Hamelet chegou à verdade, pelo caminho da loucura. Porque é louco atingiu o senso comum. È mais sábio que todos os «homens de juízo». Por isso Ofélia conseguirá enganar estes, que são os verdadeiros loucos, mas a Hamelet, o falso louco, não, porque tem bom senso. E cada vez mais demente, Hamelet leva às últimas consequências o seu discurso, porque como dizia Eurípedes «o louco é louco»; diz tudo o que lhe vai na alma. Hamelet despreza o amor de Ofélia e di-lo sem hesitar:
«Também ouvi falar bastante das vossas pinturas. Deus deu-vos um rosto e vós fazeis-vos outro. Passeais, meneai-vos, falais com afectação, pondes nomes às criaturas de Deus e afectais ignorância para cobrir a vossa insensatez. Não quero mais isso, que me pôs louco. Não teremos mais casamento… vai para um convento.»
Trocando por miúdos: Hamelet chama a Ofélia frívola de mentirosa, coquette, cabeça de vento. A mentira em que ela o iludia, essa sim é que o pôs louco.
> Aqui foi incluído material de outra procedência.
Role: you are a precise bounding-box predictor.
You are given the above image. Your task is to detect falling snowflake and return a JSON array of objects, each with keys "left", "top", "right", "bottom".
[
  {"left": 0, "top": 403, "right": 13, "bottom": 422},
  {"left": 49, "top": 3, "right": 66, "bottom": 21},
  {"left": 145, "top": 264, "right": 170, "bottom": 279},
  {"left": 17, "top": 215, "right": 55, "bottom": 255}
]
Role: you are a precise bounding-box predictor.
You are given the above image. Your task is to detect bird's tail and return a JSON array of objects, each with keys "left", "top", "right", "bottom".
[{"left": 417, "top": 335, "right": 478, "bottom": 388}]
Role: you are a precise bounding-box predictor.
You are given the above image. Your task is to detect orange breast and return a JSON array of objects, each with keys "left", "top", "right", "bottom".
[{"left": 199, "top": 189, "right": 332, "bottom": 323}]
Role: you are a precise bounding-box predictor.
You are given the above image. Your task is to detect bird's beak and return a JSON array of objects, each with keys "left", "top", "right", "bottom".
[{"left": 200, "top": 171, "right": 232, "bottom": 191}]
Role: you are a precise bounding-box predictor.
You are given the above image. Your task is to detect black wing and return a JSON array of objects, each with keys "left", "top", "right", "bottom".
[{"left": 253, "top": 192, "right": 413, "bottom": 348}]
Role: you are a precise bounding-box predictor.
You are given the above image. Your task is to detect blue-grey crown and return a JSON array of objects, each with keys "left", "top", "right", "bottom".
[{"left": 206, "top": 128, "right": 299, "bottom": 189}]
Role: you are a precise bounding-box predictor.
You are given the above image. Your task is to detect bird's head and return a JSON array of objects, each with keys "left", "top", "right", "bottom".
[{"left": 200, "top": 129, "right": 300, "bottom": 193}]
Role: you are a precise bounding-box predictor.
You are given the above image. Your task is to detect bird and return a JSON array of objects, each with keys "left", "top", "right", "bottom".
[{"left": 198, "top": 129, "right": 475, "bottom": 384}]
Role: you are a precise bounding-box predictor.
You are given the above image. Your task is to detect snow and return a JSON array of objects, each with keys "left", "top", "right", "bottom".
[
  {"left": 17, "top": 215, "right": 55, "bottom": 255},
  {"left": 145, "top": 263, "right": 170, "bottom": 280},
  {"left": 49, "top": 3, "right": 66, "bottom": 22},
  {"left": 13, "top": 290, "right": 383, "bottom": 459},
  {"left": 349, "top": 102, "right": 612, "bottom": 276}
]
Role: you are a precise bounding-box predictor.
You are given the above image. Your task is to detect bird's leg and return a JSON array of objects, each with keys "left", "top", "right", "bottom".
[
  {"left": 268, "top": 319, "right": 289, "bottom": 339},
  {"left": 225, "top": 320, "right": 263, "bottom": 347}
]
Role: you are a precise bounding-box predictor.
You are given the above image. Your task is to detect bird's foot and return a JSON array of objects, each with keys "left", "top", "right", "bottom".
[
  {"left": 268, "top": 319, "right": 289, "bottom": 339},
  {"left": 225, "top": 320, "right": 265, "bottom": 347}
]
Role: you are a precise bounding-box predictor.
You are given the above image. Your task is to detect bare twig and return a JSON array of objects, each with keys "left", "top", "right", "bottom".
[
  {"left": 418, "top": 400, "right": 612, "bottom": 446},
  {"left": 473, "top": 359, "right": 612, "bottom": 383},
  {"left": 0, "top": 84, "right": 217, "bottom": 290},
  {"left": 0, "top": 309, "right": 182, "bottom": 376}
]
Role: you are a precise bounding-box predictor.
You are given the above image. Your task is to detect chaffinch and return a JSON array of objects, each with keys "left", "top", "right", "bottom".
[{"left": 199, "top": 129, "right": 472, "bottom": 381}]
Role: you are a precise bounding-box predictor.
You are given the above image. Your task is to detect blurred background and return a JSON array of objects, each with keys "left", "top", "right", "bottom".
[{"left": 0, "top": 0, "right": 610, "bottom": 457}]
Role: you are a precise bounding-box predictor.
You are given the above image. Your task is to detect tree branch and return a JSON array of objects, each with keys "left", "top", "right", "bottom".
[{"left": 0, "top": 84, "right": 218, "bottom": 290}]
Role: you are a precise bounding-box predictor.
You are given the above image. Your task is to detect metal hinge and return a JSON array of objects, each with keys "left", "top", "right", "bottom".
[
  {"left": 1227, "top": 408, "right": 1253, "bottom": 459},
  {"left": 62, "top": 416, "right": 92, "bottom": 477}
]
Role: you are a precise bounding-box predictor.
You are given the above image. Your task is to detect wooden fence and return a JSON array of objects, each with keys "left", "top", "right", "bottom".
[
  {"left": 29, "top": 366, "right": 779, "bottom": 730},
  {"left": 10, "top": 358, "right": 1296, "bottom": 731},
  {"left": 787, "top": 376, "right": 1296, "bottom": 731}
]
Esta loucura, a má, é que ele não quer mais.
E Ofélia, que lá seria frívola, mas não era parva, apercebendo-se que Hamelet abrira finalmente os olhos e que dali já não leva nada, lamenta-se, acusa o toque:
«Oh nobre espírito transtornado! … eu a mais desgraçada e triste das mulheres, eu que saboreei o mel das suas doces palavras, vejo agora esta inteligência nobre e soberana desafinada e rouca como um sino rachado, esse corpo e esse rosto sem par da mocidade em flor emurchecido pela loucura. Oh pobre de mim! Oh pobre de mim! Visto o que vi e ver o que vejo!»
O que Hamelet, no fundo pretendia, era enganar Polónio, expião e conselheuiro do rei, para levar a cabo a sua vingança. O amor de Ofélia era marginal nesse caminho e uma ilusão. Para conseguir os seus objectivos, tinha que ser louco e quanto mais louco melhor. E nem toda a loucura é prejudicial por definição. A de Hamelet não era seguramente porque tinha um objectivo: A vingança! Há loucuras e loucuras! Horácio não dizia: «Não sou eu o joguete de uma saudável loucura?» e Cícero numa carta a Ático não dizia que «a demência era um dom dos deuses, que permitia o esquecimento dos males?»
E é tão saudável a loucura!… Salomão, cuja sabedoria é lendária, dizia que a «loucura faz o gáudio do louco», isto é, sem a loucura a vida não faz qualquer sentido; E noutro passo, que «o coração do sábio está com a tristeza, a do louco com a alegria». O sábio é infeliz, o louco feliz.
«Ser ou não ser» – é pois uma excelente questão, porque nela se contém a chave da sabedoria!